Two major forms of emphysema occurring in coal workers can be detected on the CT scan: bullous changes around PMF lesions, representing paracicatricial or scar emphysema, and nonbullous lesions, defined as irregular emphysema (Figure 51-12). Lesions of diffuse pulmonary fibrosis can be detected on high-resolution CT as honeycombing or areas of ground glass attenuation. Two specific etiopathogenic mechanisms for fibrosis in coal miners should be considered: (1) a direct effect of deposited coal or silica particles and (2) an indirect effect resulting from an association with scleroderma. In addition, determination of the extent of air trapping on expiratory thin-section CT scans may assess obstructive abnormalities.

Lung Function

In all studies of lung function in patients with pneumoconiosis, account should be taken of a number of different and confounding influences; in particular, the effects of smoking need to be considered. It can be stated that simple CWP has no important effect on spirometric measures when previous dust exposure is taken into account and when smoking habits also are considered. Similarly, simple silicosis has no appreciable effect on lung function. In more advanced disease, slight reduction in volumes, compliance, and gas transfer can be present; a predominantly restrictive pattern is seen. Slight reduction in arterial oxygen tension on effort may be observed in advanced disease. Oxygen desaturation is not present when measurements are obtained with the patient at rest or on moderate effort in simple CWP. As in the case of radiographic progression, the changes in pulmonary function are more likely to occur in workers who have had intense exposure to dust. In addition, it must be pointed out that miners who did not have CWP on chest radiography exhibited lower values for forced expiratory volume in 1 second than those measured in control subjects, suggesting the frequent presence of coal dust–induced chronic obstructive pulmonary disease. In PMF, lung function depends on the extent of the lesions and extent of emphysematous changes. Studies of lung function in the more advanced stages of PMF have shown an obstructive and restrictive pattern; therefore, diffusing capacity usually is reduced. Compliance also usually is somewhat decreased. Ultimately, hypoxemic respiratory failure may occur.

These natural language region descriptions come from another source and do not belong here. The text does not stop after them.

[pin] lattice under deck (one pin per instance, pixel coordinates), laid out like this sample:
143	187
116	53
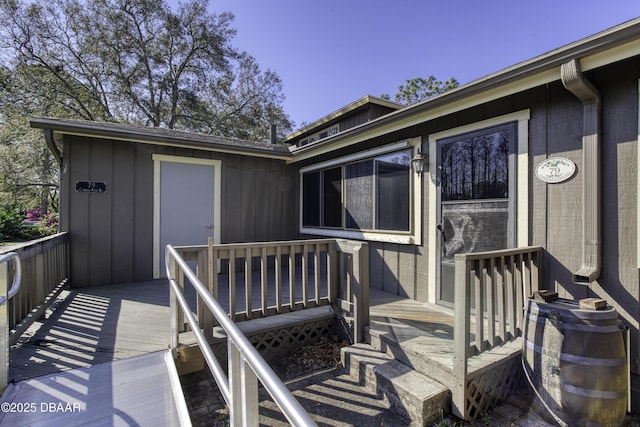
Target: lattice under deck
488	389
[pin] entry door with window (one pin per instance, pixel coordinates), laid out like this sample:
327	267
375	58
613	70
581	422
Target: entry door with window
476	200
187	204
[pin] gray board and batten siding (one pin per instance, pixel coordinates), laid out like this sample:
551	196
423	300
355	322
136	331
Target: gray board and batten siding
554	214
113	231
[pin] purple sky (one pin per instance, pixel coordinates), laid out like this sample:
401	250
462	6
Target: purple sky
330	53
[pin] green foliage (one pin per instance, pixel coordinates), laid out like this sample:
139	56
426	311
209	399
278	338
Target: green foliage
140	62
122	61
419	89
16	225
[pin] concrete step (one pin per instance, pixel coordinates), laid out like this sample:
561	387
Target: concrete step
429	355
414	397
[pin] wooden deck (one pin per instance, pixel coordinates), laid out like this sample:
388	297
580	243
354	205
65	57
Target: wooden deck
95	325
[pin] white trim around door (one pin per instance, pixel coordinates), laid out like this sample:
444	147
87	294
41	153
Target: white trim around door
158	159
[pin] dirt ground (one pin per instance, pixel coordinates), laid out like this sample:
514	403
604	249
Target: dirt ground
208	409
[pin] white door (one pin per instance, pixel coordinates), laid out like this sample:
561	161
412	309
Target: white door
187	205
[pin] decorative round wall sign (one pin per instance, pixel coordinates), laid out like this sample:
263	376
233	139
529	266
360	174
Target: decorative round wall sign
555	170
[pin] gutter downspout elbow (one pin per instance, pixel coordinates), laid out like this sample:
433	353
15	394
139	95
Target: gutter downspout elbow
48	137
576	83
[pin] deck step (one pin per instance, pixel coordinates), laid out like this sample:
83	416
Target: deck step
414	397
141	390
429	355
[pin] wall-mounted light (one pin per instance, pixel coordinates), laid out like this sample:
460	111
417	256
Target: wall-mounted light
418	161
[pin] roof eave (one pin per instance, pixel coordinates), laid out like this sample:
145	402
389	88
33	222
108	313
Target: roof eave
95	130
622	42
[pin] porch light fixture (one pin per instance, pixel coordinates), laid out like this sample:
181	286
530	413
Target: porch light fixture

Clinical Course, Treatment, and Prevention

Prevention

The prevention of pneumoconiosis depends on controlling exposure concentrations of ambient dust to levels known to be associated with minimal and acceptable risk. Dust control is affected primarily by ventilation, although spraying of water at points of dust generation is a useful measure for dust suppression. The effectiveness of such measures should be monitored by regular measurement of dust concentrations and by regular clinical and radiologic surveillance of the persons in the workforce. Surveillance allows early recognition of workers with simple pneumoconiosis, who are likely to be those with greatest susceptibility, so that ongoing exposure can be restricted (perhaps by transfer to jobs with lower exposure) and the risk of future disablement from PMF reduced.

Variability of individual susceptibility is likely to be an important determinant for CWP, as it is for most occupational disorders, and a number of predictive factors may be useful in identifying miners at higher-than-average risk: initial presence of expiratory wheezes, obstructive pattern of lung function, and more micronodules on CT scan. An alternative approach for the future might involve genetic screening evaluating for polymorphisms in the promoter of various mediators. In any event, control of exposure levels alone is likely to prevent most cases of disabling PMF, and it has been predicted that an exposure concentration over 35 working years that does not exceed an average of 4.3 mg/m3 is associated with a probability for the development of category 2 or more CWP of no more than 3.4%. This represents a dramatic reduction in risk over the last 50 years.